If there's an error printed on your passport -- either due to your mistake or the government's -- don't just try to book tickets under your misspelled name. Get that mistake fixed, or it can come back to haunt you in a foreign country, far from any embassy, if they ask for further identification.
If you're a frequent traveller, you know the panic of running out of space in your passport because its expiration date -- but whatever you do, don't add in pages yourself, as they'll be seen as invalid. Passports with more pages can be ordered when you get your passport (for an additional cost).

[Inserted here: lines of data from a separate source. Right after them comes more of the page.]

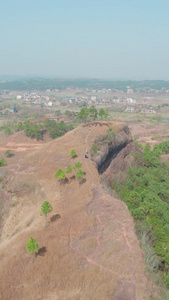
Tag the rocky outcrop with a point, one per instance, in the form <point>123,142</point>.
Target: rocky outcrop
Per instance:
<point>115,155</point>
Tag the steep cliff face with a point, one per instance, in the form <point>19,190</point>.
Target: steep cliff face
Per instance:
<point>115,153</point>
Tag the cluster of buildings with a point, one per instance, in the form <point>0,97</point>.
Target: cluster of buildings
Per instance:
<point>35,98</point>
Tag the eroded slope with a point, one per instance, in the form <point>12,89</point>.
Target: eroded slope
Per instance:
<point>90,252</point>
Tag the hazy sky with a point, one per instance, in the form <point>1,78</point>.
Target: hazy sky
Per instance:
<point>81,38</point>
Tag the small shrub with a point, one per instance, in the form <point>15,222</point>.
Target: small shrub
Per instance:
<point>78,165</point>
<point>94,149</point>
<point>68,169</point>
<point>73,153</point>
<point>2,163</point>
<point>8,153</point>
<point>60,174</point>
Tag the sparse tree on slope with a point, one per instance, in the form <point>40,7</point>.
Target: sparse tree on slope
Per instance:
<point>73,153</point>
<point>46,208</point>
<point>32,247</point>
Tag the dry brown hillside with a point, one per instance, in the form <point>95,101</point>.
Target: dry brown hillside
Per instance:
<point>89,250</point>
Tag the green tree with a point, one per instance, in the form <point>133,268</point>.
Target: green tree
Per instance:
<point>60,174</point>
<point>46,208</point>
<point>7,131</point>
<point>73,153</point>
<point>68,169</point>
<point>8,153</point>
<point>83,114</point>
<point>78,165</point>
<point>32,247</point>
<point>93,112</point>
<point>2,163</point>
<point>79,174</point>
<point>102,113</point>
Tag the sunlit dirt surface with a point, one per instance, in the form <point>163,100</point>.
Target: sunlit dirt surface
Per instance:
<point>89,251</point>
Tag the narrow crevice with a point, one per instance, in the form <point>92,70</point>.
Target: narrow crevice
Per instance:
<point>112,154</point>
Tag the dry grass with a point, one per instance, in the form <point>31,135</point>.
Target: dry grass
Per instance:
<point>89,250</point>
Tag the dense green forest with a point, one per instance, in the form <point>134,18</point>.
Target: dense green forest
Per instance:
<point>146,193</point>
<point>61,84</point>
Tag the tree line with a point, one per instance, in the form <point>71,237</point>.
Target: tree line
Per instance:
<point>146,193</point>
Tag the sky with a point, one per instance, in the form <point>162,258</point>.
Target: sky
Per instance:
<point>110,39</point>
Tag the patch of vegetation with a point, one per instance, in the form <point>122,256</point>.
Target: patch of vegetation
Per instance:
<point>9,153</point>
<point>146,193</point>
<point>94,149</point>
<point>73,153</point>
<point>46,208</point>
<point>2,163</point>
<point>60,174</point>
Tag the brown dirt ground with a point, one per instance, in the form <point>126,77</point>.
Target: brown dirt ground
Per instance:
<point>89,252</point>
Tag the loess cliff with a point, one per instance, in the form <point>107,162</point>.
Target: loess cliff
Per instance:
<point>89,249</point>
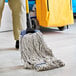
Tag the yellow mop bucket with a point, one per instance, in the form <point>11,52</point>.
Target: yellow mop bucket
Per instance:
<point>54,13</point>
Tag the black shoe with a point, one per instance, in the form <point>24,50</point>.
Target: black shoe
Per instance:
<point>17,44</point>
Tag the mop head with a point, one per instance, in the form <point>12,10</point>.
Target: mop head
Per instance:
<point>36,54</point>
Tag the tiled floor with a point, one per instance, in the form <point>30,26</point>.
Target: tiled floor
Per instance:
<point>63,45</point>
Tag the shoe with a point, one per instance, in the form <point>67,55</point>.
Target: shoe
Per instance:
<point>17,44</point>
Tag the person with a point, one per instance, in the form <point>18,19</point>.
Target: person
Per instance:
<point>18,9</point>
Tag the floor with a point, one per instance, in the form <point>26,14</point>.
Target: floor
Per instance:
<point>62,43</point>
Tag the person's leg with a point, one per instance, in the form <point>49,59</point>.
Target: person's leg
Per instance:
<point>18,16</point>
<point>1,8</point>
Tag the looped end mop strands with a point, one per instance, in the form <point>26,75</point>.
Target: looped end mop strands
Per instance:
<point>36,54</point>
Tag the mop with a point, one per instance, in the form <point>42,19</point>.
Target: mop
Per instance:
<point>35,53</point>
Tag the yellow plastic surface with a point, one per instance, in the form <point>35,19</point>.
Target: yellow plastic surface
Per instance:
<point>59,14</point>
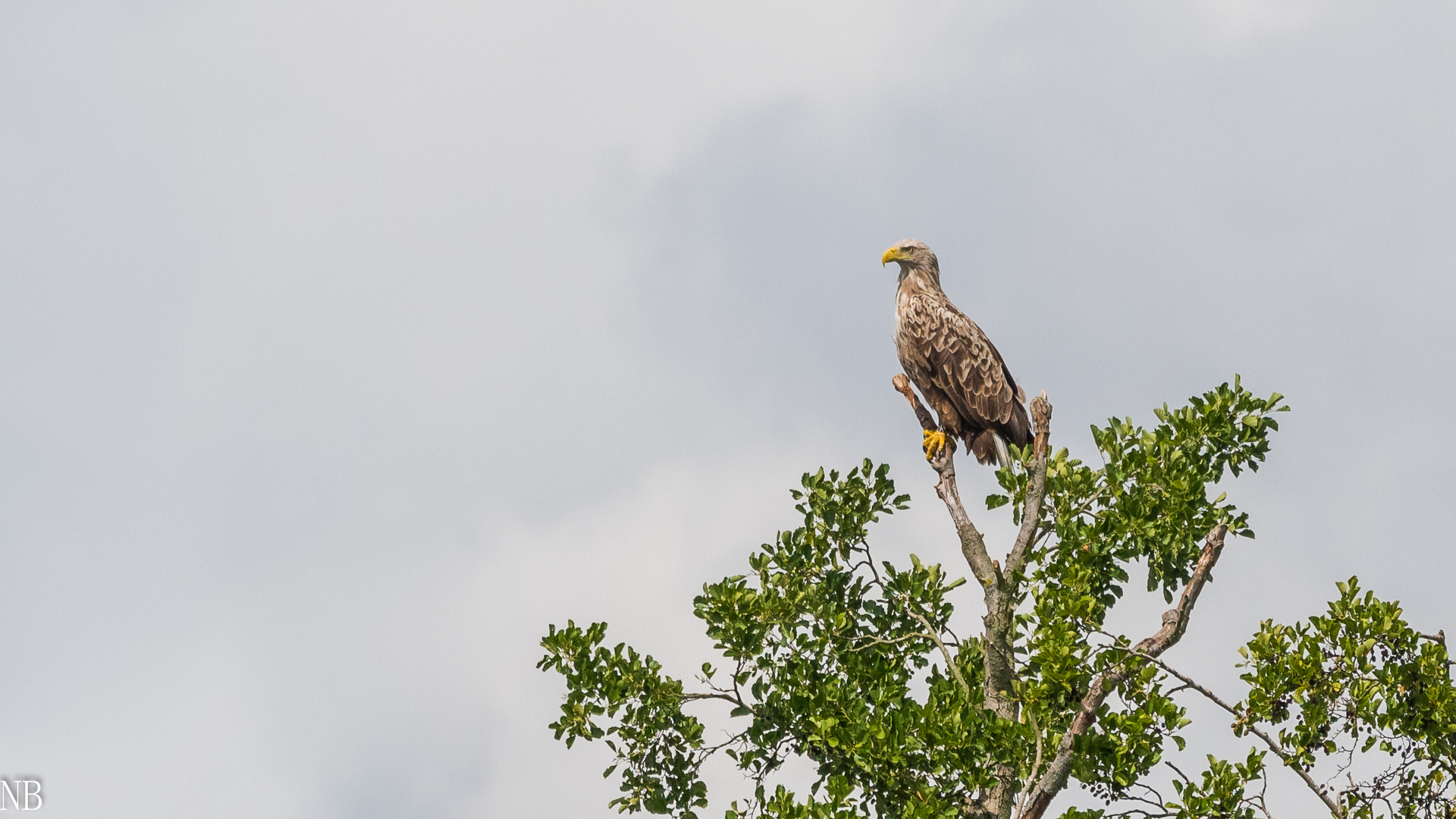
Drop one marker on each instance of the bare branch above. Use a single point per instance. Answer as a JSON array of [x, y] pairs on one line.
[[1279, 751], [1175, 623], [946, 651], [1036, 487]]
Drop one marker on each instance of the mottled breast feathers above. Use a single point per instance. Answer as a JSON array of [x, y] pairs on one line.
[[952, 363]]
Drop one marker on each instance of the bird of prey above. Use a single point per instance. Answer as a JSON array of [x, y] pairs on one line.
[[957, 369]]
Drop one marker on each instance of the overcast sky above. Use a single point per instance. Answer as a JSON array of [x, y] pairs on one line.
[[344, 346]]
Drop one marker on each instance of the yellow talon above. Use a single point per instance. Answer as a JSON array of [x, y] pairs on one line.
[[934, 444]]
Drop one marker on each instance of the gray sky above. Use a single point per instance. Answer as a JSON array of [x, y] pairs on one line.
[[348, 344]]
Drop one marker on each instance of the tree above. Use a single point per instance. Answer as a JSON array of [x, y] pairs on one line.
[[851, 662]]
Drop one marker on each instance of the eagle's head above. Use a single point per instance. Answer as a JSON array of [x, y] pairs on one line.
[[912, 254]]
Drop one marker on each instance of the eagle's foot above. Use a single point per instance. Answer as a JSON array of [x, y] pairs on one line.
[[935, 442]]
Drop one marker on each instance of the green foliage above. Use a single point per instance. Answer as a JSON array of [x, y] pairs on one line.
[[1357, 681], [849, 662], [660, 746]]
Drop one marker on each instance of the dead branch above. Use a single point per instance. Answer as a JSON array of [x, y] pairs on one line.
[[1279, 749], [1175, 623], [1001, 591]]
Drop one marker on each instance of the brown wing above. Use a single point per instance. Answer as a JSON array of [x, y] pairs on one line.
[[943, 347]]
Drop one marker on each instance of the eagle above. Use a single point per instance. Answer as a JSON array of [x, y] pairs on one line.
[[957, 369]]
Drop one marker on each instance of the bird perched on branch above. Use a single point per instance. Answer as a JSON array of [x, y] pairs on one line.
[[957, 369]]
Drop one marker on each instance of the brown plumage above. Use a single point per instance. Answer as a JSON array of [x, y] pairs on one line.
[[952, 363]]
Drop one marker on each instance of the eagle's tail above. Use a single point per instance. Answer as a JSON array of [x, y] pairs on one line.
[[989, 447], [1002, 452]]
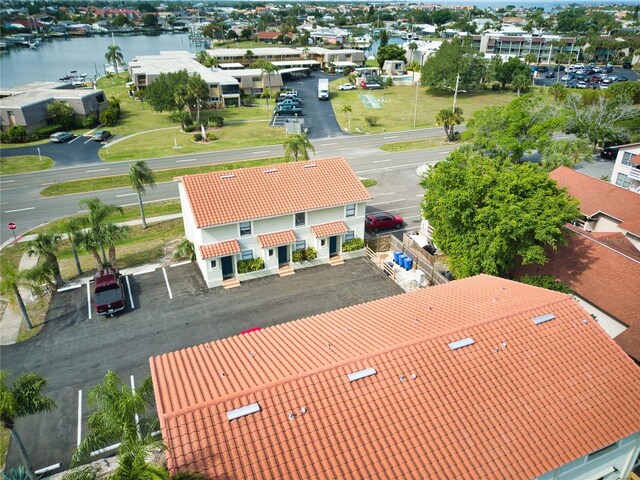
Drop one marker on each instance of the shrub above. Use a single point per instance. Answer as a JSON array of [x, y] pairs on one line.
[[353, 244], [251, 265], [371, 120]]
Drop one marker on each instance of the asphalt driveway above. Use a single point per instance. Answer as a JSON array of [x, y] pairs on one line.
[[168, 309]]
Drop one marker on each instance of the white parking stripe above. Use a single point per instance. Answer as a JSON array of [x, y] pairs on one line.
[[130, 296], [166, 280]]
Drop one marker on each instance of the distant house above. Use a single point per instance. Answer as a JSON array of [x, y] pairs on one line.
[[477, 378], [268, 213]]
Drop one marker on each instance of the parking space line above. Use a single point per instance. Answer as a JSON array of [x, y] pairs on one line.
[[79, 418], [89, 300], [130, 296], [166, 280]]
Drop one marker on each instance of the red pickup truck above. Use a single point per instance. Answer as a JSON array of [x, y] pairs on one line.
[[108, 292]]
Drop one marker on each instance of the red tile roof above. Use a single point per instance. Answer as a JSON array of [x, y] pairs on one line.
[[258, 192], [521, 401], [329, 229], [276, 239], [599, 196], [602, 276], [219, 249]]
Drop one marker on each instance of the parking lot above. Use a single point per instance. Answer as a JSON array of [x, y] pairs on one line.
[[168, 309]]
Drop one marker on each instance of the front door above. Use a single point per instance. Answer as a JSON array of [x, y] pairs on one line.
[[283, 255], [333, 246], [227, 267]]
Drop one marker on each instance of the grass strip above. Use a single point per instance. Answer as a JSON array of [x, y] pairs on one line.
[[24, 164], [118, 181]]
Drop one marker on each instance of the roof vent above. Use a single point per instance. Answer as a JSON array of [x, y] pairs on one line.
[[543, 318], [243, 411], [367, 372], [465, 342]]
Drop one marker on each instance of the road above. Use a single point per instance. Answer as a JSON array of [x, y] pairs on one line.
[[22, 204]]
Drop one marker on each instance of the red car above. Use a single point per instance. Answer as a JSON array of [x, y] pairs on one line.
[[381, 220]]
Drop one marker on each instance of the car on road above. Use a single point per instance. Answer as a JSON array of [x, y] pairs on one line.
[[100, 135], [382, 220], [61, 137], [108, 292]]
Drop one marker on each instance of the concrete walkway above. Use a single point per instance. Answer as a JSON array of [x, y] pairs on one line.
[[10, 318]]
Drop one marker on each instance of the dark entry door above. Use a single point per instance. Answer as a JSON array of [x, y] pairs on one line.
[[283, 255], [333, 246], [227, 267]]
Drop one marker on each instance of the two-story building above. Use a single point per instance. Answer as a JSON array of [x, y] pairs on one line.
[[270, 212]]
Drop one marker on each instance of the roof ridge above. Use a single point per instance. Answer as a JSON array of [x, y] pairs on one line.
[[325, 368]]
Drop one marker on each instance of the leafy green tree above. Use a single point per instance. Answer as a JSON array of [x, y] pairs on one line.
[[487, 215], [60, 113], [449, 118], [524, 124], [24, 398], [141, 177], [45, 245], [297, 145], [390, 52]]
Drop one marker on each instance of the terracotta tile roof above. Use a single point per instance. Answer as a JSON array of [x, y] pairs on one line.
[[258, 192], [329, 229], [219, 249], [602, 276], [521, 401], [599, 196], [276, 239]]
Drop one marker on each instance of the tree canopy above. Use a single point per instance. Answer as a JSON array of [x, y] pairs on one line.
[[488, 215]]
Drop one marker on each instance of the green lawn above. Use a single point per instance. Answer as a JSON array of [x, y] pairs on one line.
[[398, 102], [24, 163]]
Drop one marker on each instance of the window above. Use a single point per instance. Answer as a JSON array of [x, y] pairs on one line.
[[351, 210], [245, 229], [623, 180]]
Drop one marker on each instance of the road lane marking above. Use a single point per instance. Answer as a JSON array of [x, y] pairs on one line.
[[79, 438], [166, 280], [130, 296], [20, 210]]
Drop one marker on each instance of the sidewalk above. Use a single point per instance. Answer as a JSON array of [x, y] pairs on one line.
[[10, 318]]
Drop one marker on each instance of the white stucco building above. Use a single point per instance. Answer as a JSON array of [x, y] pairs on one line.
[[268, 213]]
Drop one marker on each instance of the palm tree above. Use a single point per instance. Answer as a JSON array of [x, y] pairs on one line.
[[449, 118], [297, 145], [114, 56], [24, 399], [45, 245], [346, 109], [141, 177]]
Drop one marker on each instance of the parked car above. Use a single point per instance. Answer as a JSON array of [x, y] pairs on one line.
[[61, 137], [382, 220], [610, 153], [108, 292], [100, 135]]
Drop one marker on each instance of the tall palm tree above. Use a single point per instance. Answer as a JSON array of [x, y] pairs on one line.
[[449, 118], [114, 56], [45, 245], [23, 399], [141, 177], [122, 415], [297, 145]]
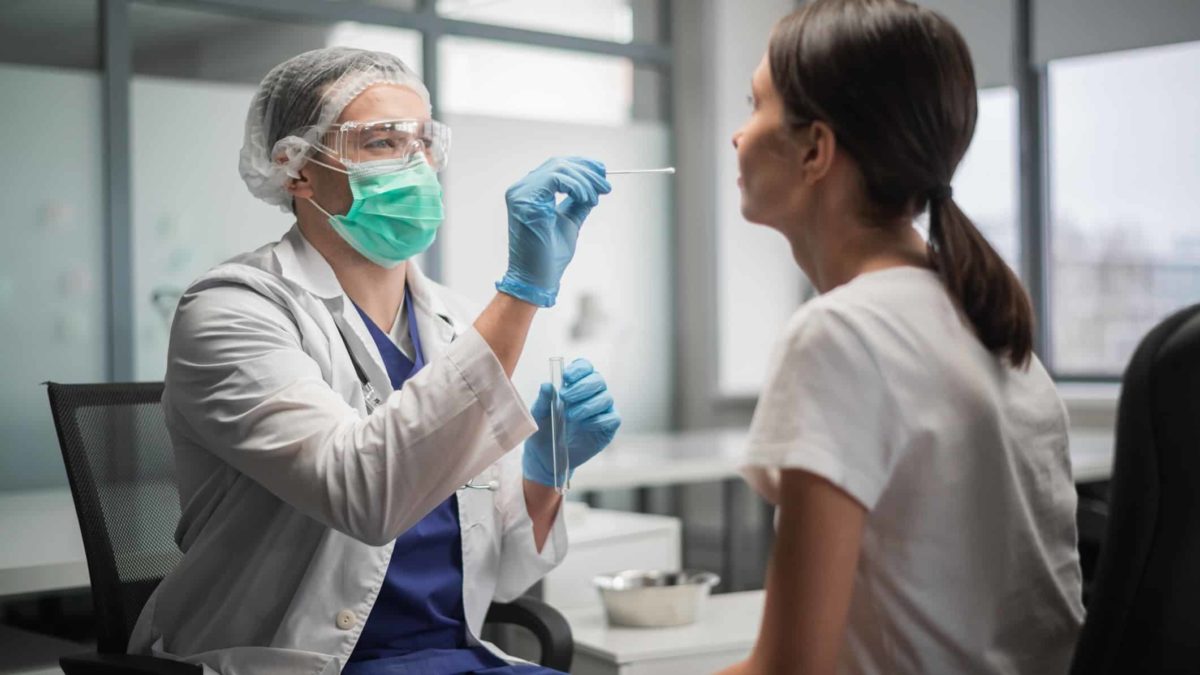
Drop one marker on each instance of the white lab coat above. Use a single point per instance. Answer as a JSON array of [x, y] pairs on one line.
[[292, 496]]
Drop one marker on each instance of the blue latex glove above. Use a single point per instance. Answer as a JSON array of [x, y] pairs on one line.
[[541, 234], [592, 422]]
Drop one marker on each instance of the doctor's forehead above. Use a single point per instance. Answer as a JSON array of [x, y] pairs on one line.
[[385, 102]]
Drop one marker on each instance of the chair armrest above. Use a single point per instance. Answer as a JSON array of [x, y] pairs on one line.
[[125, 664], [545, 622]]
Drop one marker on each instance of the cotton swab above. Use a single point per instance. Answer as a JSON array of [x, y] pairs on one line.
[[669, 171]]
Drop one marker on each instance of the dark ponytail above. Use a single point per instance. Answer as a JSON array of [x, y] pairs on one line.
[[983, 285], [897, 85]]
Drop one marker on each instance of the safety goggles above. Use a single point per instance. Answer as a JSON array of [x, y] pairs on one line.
[[359, 142]]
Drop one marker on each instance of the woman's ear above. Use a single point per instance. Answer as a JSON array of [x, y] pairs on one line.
[[817, 149]]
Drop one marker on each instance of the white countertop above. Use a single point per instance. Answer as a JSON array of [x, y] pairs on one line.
[[727, 622], [42, 549]]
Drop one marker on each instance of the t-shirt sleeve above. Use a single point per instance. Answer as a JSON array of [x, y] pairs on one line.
[[825, 408]]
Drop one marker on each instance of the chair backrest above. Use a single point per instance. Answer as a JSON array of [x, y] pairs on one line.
[[1143, 613], [120, 466]]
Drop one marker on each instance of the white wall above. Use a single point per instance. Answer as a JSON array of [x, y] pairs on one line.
[[52, 262], [759, 284], [622, 261], [191, 209]]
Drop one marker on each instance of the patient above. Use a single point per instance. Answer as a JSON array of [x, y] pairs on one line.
[[913, 443]]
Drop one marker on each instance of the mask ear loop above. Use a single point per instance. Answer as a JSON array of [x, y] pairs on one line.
[[316, 161]]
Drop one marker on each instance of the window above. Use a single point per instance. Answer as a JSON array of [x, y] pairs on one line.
[[517, 81], [616, 21], [1125, 237]]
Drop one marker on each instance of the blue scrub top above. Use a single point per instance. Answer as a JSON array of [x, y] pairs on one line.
[[418, 623]]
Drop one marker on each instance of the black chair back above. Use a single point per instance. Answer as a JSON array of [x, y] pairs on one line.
[[1143, 611], [120, 466]]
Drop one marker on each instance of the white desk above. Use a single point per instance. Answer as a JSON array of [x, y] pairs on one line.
[[723, 635], [41, 547], [649, 460]]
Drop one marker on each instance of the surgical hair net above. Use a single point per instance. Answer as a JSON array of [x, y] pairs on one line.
[[298, 101]]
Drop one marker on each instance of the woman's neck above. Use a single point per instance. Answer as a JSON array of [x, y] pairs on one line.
[[377, 291], [837, 251]]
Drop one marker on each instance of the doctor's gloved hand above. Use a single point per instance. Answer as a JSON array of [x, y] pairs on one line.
[[541, 231], [592, 422]]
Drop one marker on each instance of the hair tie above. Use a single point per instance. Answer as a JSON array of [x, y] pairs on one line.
[[941, 193]]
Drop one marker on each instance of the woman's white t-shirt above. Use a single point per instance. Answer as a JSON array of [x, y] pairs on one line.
[[969, 561]]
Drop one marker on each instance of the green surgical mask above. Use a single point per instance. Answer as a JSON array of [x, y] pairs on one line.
[[396, 210]]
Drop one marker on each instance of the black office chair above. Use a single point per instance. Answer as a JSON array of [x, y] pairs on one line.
[[1143, 611], [120, 466]]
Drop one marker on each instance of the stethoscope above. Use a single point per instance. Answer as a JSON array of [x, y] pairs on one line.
[[371, 400]]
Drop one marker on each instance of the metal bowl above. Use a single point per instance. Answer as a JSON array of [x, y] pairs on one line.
[[654, 598]]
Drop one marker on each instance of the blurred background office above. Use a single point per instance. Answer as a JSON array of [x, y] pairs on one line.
[[120, 123]]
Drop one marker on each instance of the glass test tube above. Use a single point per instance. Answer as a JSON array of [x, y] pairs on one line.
[[561, 459]]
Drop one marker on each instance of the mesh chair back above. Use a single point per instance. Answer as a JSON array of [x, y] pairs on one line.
[[120, 466], [1143, 613]]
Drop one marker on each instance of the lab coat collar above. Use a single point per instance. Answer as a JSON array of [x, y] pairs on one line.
[[301, 263]]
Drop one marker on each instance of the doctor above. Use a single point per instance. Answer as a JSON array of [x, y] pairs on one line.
[[342, 429]]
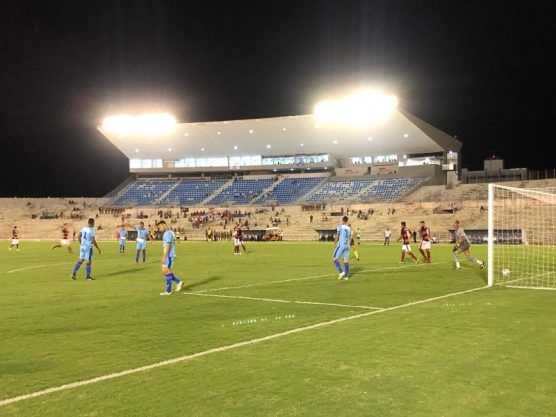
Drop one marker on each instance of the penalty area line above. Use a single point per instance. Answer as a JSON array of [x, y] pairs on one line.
[[233, 287], [36, 267], [272, 300], [224, 348]]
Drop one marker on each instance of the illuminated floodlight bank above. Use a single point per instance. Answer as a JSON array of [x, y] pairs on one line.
[[359, 109], [150, 124]]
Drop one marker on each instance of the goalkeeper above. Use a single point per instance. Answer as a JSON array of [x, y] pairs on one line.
[[463, 245]]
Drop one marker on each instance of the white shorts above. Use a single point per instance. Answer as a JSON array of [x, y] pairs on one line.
[[425, 244]]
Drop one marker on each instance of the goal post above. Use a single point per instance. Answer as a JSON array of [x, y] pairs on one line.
[[522, 237]]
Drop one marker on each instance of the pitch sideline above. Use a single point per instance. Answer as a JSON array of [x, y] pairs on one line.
[[223, 349]]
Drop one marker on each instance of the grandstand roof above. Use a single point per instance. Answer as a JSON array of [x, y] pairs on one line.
[[290, 135]]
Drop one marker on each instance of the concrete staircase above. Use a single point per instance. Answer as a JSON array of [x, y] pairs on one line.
[[266, 191], [216, 192], [167, 193]]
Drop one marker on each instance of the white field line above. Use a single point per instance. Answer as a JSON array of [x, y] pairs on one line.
[[523, 287], [223, 349], [36, 267], [505, 283], [272, 300], [305, 278]]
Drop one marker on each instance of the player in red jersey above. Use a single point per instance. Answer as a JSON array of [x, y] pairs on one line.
[[15, 239], [65, 240], [405, 236], [425, 245], [238, 240]]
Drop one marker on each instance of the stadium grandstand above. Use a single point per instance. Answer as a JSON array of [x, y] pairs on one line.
[[295, 173], [283, 160]]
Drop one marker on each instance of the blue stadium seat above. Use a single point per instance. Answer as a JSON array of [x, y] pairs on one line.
[[144, 192], [241, 191], [290, 190]]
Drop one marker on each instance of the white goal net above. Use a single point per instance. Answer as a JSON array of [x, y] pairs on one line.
[[522, 237]]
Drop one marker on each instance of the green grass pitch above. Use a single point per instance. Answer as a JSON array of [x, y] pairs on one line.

Although one news story earlier this one told of a man who used a scanned version of his passport on his iPad to enter the United States, that practice generally won't work at most borders. Always have the physical document with you.
Covering The Passport
Putting anything on your passport as a covering material is not legal in most countries (note: the stickers depicted here are usually placed there by airline employees, and just fine).
Stamps For Certain Countries
This one's a bit more detailed, but there's long been rumours about stamps from certain countries making it impossible to cross borders into other ones -- Israel is one country that often crops up in these discussions. A thread on Lonely Planet's Thorn Tree forum discusses this in detail, but one option is asking Israel border guards - who are familiar with the issue -- not to stamp your passport in the first place.
Most people know not to travel with an expired passport, but some countries are even stricter in their regulations, requiring that a passport be valid for up to six months once you're entered their territory. Be sure to check specifics for any location -- a good list of countries that enforce the rule is found here.
Even if some countries have different regulations about their passport pictures (for example, some nations still allow for smiles in the shots), it's a good idea to adhere to international regulations for photos. A full list of requirements for Canadian passport photos can be found here.
Watch out for that pool! Water damage, even a small amount, can render a passport invalid, and because it's difficult to predict how stringent particular border guards will be, it's a good idea to replace it even if it's only a few drops.
Pages that are ripped are considered to be damaged when it comes to passports. This is particular the case on the photo page, where airline staff might suspect falsified photos or details.